问题
This questions is obviously a homework question. I can't understand my professor and have no idea what he said during the election. I need to make step by step instructions to normalize the following table first into 1NF, then 2NF, then 3NF.
I appreciate any help and instruction.
回答1:
Okay, I hope I remember all of them correctly, let's start...
Rules
To make them very short (and not very precise, just to give you a first idea of what it's all about):
- NF1: A table cell must not contain more than one value.
- NF2: NF1, plus all non-primary-key columns must depend on all primary key columns.
- NF3: NF2, plus non-primary key columns may not depend on each other.
Instructions
- NF1: find table cells containing more than one value, put those into separate columns.

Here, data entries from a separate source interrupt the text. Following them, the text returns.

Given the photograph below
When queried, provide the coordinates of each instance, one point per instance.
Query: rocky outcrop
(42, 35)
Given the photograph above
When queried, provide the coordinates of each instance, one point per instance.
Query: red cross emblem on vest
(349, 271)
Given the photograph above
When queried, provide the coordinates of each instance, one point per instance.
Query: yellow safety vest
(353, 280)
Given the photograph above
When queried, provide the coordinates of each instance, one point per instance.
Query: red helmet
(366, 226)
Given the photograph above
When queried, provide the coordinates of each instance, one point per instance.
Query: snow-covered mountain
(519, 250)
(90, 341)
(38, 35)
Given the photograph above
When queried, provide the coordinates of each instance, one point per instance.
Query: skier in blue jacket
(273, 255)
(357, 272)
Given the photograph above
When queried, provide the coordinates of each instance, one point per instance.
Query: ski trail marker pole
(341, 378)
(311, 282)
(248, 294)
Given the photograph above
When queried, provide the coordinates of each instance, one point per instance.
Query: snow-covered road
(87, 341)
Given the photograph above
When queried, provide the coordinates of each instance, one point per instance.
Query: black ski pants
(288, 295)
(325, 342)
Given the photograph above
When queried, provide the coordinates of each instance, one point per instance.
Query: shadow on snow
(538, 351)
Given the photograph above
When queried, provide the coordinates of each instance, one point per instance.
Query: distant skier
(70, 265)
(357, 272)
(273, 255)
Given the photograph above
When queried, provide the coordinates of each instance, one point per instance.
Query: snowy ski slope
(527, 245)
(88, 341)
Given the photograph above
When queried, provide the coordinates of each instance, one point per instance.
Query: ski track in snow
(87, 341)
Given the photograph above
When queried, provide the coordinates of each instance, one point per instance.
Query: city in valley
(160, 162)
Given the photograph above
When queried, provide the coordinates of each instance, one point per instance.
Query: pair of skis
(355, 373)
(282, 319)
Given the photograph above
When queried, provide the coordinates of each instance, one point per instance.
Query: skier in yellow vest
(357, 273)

- NF2: find columns depending on less then all primary key columns, put them into another table which has only those primary key columns they really depend on.
- NF3: find columns which depend on other non-primary-key columns, in addition to depending on the primary key. Put the dependent columns into another table.
Examples
NF1
a column "state
" has values like "WA, Washington". NF1 is violated, because that's two values, abbreviation and name.
Solution: To fulfill NF1, create two columns, STATE_ABBREVIATION
and STATE_NAME
.
NF2
Imagine you've got a table with these 4 columns, expressing international names of car models:
COUNTRY_ID
(numeric, primary key)CAR_MODEL_ID
(numeric, primary key)COUNTRY_NAME
(varchar)CAR_MODEL_NAME
(varchar)
The table may have these two data rows:
- Row 1: COUNTRY_ID=1, CAR_MODEL_ID=5, COUNTRY_NAME=USA, CAR_MODEL_NAME=Fox
- Row 2: COUNTRY_ID=2, CAR_MODEL_ID=5, COUNTRY_NAME=Germany, CAR_MODEL_NAME=Polo
That says, model "Fox" is called "Fox" in USA, but the same car model is called "Polo" in Germany (don't remember if that's actually true).
NF2 is violated, because the country name does not depend on both car model ID and country ID, but only on the country ID.
Solution: To fulfill NF2, move COUNTRY_NAME
into a separate table "COUNTRY" with columns COUNTRY_ID
(primary key) and COUNTRY_NAME
. To get a result set including the country name, you'll need to connect the two tables using a JOIN.
NF3
Say you've got a table with these columns, expressing climatic conditions of states:
STATE_ID
(varchar, primary key)CLIME_ID
(foreign key, ID of a climate zone like "desert", "rainforest", etc.)IS_MOSTLY_DRY
(bool)
NF3 is violated, because IS_MOSTLY_DRY only depends on the CLIME_ID (let's at least assume that), but not on the STATE_ID (primary key).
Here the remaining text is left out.